Last week, Presidents of Cuba and of the United States of America announced a "thaw" in the relations between their two countries, relations that had been frozen, mainly by the US, since 1961. The thaw would include largely a turnaround of the politics-driven US policy towards a small neighbouring state. The reversal in policy that was recently announced would include the possibility of lifting US sanctions on Cuba and the highly visible exchange of resident embassies.
The thaw could be another manifestation of what, in another article, I have called the US Democratic Party's "ability to think in less over-simplified terms when it comes to foreign policy". Indeed, Republican leaders almost reflexively attacked the announced reversal. (Many voters in Florida, with its third-largest bloc of electoral votes in the US' unique electoral system, albeit diminishing in number, are ideologically opposed to Cuba, but wonder how a strong government like that of the US can allow the politics of one state to dictate the country's foreign policy.)
The thaw has also been described as having at least potentially profound implications for the Western Hemisphere, particularly for Venezuela, Cuba's closest ally. Well it might, for that is to be expected, if only for geographic reasons.
Some have gone beyond the Americas to the Middle East. Already, some media commentators are asking, "What is next? Iran and its supposed threat to America's supporters? The Sunni-Shi'ite religious divide? The largely uncritical support for Israel?
However, as far as I know, nobody has yet connected the shift on Cuba to East Asia.
Yet, any major shift in the stance of America as a global power, in its foreign policy anywhere in the world cannot but have a profound impact, at least potentially and in varying degrees, on all parts of the world.
One of the most important relationships in today's world is that between Beijing and Washington. And among the most significant relations in this part of the globe are turning out to be those between China and South-east Asia and between South-east Asia and the United States.

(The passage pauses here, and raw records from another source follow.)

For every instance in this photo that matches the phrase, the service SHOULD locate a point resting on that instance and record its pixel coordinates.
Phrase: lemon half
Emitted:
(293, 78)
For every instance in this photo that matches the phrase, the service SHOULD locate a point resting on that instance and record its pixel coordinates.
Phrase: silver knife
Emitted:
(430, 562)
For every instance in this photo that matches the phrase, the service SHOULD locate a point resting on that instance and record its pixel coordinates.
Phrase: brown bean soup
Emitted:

In these relations, China should be careful not to flex her military muscles, as the US did, until quite recently, a way that led directly to the impasse on Cuba and to the alienation and suspicion that many Latin American governments and peoples feel towards the US.
What South-east Asians fear most is becoming to China what many Central and South Americans were to the United States, despite Chinese leaders' protestations that China's intentions are entirely peaceful and purely benign, that China has no ambitions to be a regional hegemon, and that China has no intention of proclaiming a Monroe Doctrine of its own for its own region. Instead of keeping the US out of East Asian affairs, Beijing, by its actions, has succeeded only in adding justification to why the US should stay.
Remember what the Mexicans used to say, "So far from God, so near to the United States"? Is this how China wants to be viewed, now and in the future?
The author, a former Asean Secretary-General and a retired Philippine diplomat, is the head of the Asean Studies Centre in the Institute of Southeast Asian Studies.